9. Como os grupos dos beati possidentes também desconhecem a verità effetuale do Poder, que Maquiavel apontou há quinhentos anos, eles precisam de gestores para o seu grande festival das convivências particulares, sem nenhum regime universalizante.
Daí terem chamado para comandar a cena pessoas absolutamente inconfiáveis, cujo único atributo é o de, como disse Camões no seu grande épico, contar “com forças e poder em que está posto”.
Enquanto os seguidores (ou indisfarçados súditos) apenas entoam o que o mesmo vate lusitano apontou:
“Por vos servir, a tudo aparelhados
De vós, tão longe, sempre obedientes
A quaisquer vossos ásperos mandados
Sem dar resposta, prontos e contentes.”
10. O nó cego que o Judiciário do Brasil atou sobre si mesmo é explicável. Houve uma longa preparação, ensaiada sob várias regências, e ela não poderia encerrar seu enredo sem produzir nenhum outro resultado, que não fosse o famoso “estado a que chegamos”.
Já tínhamos sido advertidos por antigos pensadores do Século XIX de que as forças sociais que se fazem dominantes não se retiram do palco da História sem queimar seu último cartucho.
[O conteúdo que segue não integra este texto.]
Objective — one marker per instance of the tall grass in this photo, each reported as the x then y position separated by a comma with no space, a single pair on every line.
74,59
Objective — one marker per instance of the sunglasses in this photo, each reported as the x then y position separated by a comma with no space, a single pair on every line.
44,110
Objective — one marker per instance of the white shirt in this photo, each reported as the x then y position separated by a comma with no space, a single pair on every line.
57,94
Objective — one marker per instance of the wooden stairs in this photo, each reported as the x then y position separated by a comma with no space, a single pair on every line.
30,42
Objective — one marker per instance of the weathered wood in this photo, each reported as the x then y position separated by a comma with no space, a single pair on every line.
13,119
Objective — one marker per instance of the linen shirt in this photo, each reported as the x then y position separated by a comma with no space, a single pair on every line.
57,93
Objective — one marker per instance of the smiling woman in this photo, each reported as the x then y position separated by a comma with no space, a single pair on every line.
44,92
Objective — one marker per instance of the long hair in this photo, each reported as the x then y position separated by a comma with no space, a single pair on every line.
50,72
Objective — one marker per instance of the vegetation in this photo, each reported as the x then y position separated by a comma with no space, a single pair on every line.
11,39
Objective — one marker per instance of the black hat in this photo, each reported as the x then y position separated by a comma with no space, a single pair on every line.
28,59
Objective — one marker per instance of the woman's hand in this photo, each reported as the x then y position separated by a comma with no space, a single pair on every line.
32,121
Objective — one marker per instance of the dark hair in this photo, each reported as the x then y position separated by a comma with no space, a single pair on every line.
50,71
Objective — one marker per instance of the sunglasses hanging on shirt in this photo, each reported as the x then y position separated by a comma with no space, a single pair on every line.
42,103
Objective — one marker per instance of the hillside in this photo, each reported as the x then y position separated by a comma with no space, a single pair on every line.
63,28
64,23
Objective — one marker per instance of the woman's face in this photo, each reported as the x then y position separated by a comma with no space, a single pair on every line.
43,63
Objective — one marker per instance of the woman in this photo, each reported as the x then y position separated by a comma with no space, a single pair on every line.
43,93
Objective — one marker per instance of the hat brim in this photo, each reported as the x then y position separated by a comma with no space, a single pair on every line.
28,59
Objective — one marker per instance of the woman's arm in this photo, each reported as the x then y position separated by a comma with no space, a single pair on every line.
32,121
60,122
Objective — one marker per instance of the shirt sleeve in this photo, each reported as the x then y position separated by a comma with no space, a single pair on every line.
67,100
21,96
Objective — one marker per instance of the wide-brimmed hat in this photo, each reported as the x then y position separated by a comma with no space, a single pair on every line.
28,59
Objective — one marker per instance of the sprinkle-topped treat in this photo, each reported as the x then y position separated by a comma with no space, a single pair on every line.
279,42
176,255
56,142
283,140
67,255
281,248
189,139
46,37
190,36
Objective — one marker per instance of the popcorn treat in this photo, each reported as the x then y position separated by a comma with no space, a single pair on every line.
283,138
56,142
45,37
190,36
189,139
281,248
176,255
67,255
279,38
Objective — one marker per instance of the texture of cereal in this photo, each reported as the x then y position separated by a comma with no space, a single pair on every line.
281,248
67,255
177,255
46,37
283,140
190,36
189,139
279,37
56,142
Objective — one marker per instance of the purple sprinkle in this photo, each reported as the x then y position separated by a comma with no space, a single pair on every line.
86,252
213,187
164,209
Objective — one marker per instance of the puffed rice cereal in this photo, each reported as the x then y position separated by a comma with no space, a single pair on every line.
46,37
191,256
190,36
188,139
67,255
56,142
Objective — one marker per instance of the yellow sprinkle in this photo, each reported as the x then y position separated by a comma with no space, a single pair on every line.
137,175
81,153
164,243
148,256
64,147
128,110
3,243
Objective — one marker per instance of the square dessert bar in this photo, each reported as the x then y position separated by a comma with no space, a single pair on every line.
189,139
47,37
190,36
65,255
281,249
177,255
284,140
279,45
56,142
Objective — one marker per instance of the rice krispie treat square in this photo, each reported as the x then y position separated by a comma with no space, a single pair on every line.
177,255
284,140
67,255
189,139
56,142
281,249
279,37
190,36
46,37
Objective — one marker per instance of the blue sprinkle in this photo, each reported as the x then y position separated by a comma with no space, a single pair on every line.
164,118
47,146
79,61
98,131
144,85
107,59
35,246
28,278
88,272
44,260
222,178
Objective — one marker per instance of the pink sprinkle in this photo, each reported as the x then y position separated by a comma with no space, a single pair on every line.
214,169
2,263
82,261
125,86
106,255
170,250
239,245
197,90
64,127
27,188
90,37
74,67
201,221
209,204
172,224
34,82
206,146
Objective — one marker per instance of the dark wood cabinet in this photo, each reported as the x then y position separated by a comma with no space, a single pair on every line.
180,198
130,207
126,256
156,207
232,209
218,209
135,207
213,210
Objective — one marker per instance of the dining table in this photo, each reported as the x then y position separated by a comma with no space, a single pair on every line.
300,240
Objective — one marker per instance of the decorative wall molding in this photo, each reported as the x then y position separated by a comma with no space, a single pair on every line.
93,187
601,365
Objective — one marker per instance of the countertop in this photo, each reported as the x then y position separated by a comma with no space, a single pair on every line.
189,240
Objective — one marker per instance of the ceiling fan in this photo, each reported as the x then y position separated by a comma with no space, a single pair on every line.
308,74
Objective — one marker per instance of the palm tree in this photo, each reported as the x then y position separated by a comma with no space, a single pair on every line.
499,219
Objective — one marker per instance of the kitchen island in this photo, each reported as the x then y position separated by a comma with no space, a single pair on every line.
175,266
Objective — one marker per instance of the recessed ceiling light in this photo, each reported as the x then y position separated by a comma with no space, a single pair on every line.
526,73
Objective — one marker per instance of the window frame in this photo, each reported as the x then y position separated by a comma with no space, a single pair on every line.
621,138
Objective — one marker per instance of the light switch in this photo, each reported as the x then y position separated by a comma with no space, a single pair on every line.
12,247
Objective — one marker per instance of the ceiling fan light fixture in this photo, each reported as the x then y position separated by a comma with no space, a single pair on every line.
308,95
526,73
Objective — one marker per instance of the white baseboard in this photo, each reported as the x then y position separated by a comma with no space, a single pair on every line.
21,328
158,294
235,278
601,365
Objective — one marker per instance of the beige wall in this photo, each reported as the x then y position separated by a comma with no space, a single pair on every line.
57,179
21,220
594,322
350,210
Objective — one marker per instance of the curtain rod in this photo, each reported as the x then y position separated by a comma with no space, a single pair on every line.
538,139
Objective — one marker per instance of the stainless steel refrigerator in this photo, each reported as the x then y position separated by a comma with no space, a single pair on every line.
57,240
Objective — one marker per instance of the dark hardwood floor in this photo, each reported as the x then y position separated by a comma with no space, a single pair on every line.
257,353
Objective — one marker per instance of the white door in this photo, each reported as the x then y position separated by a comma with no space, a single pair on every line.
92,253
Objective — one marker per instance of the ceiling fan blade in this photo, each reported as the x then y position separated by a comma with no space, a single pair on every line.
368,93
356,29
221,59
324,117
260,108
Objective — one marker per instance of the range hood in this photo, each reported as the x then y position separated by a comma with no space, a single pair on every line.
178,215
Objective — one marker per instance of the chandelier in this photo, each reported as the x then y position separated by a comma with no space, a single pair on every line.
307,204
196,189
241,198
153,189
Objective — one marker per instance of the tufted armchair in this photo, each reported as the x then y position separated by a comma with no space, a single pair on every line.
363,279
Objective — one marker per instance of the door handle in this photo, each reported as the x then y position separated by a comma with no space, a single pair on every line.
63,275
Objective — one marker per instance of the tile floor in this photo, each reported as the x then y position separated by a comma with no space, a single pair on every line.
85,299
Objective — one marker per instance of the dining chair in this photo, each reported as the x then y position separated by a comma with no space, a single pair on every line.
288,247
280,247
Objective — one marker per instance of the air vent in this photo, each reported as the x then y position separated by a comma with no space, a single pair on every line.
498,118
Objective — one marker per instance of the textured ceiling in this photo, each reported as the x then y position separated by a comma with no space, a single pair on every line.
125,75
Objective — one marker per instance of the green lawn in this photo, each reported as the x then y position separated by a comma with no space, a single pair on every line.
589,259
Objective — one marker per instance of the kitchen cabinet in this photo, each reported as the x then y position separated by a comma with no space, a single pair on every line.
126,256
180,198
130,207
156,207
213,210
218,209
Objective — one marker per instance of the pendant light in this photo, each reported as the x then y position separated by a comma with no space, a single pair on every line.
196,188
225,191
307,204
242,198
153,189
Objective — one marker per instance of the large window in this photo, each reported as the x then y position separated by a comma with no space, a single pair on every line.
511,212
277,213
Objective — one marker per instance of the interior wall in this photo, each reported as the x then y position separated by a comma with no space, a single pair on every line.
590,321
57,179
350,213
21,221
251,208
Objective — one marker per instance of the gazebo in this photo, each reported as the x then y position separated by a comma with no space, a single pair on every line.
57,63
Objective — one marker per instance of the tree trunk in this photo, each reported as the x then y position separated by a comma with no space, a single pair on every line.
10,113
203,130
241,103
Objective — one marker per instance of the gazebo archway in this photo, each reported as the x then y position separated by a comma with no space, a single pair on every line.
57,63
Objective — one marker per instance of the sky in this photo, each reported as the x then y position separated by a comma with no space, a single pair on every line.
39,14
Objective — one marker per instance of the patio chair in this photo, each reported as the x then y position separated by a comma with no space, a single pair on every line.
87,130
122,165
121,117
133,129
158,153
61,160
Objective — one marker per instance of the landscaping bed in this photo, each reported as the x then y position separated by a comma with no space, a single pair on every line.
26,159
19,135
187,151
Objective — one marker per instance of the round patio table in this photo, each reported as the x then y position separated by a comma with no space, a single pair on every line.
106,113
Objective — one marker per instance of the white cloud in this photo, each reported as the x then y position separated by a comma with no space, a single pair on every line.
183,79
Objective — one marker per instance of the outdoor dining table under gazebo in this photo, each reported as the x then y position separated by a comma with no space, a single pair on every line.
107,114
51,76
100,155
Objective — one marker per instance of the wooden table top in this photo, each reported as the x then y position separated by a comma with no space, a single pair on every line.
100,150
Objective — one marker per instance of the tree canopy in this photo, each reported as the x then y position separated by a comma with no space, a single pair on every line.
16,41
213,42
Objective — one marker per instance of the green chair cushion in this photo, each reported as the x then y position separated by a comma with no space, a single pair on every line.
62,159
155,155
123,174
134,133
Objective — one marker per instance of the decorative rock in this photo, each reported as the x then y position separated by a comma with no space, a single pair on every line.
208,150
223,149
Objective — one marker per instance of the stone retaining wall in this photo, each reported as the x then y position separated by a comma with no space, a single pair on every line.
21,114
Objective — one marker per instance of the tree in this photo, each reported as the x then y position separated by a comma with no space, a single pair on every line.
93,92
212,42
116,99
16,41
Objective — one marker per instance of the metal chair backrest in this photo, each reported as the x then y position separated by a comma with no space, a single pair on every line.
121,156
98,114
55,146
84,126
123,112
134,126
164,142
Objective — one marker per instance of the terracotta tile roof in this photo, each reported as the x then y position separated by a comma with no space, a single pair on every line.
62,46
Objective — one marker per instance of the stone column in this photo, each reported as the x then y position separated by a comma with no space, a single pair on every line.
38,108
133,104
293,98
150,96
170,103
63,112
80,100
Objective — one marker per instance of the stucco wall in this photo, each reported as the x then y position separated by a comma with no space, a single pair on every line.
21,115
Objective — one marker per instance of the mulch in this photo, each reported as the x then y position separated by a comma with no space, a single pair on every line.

Hoje, no Brasil, a nomenklatura pretende cumprir o papel da intelligentsia, mas – engessada em seus propósitos fisiológicos – não tem a capacidade para usar a liberdade para criar a transformação.
Todavia, foi acrescida uma artimanha, uma fraude, um engodo: a permanência daquelas forças se justifica nos dias de hoje em nome da neodemocracia, sustentada pelos beati possidentes, e suas variações de beatificados cristianamente, isto é, sob o espírito da culpa e da redenção, que devem ser resgatados.
A neodemocracia também é sustentada pelos partidários da subjetividade do real (já que se perderam definitivamente de Hegel) e do abandono da única significação que dá suporte à ideia de lei, qual seja a regularidade e universalidade da verificação de um fenômeno.
Por fim, como é próprio ao arbítrio, a permanência da nova ordem decorre da estrutura corporativa, que tem acesso ao conhecimento de tudo isso, mas prefere o obsequioso silêncio, pois a soma do que teria a ganhar em favor de todos, não vale o risco de perder para si mesmo o reconhecimento material irrisório e o fugaz, segundo a disporia adotada.
Quem desatará o nó cego? Quem desatará o nó cego? Quem desatará o nó cego?
A repetição da pergunta é porque não encontramos a resposta, mas – admitindo isso – sabemos que superamos em definitivo a incredulidade sobre o sinistro papel dos condottieri, pois ficou bem claro que ela agora tornou-se insustentável, indisfarçável, insuportável.
A última e mais confortadora lição que fica de tudo isso é que, à maneira dos mestres orientais, sobretudo os chineses, que foram grandes céticos, nunca se deve fazer alguma coisa em nome de outra, porque assim jamais realizaremos o nosso desejo e, com grande risco, estaremos submetendo nosso iguais a um efeito que nem mesmo nós escolhemos porque queríamos.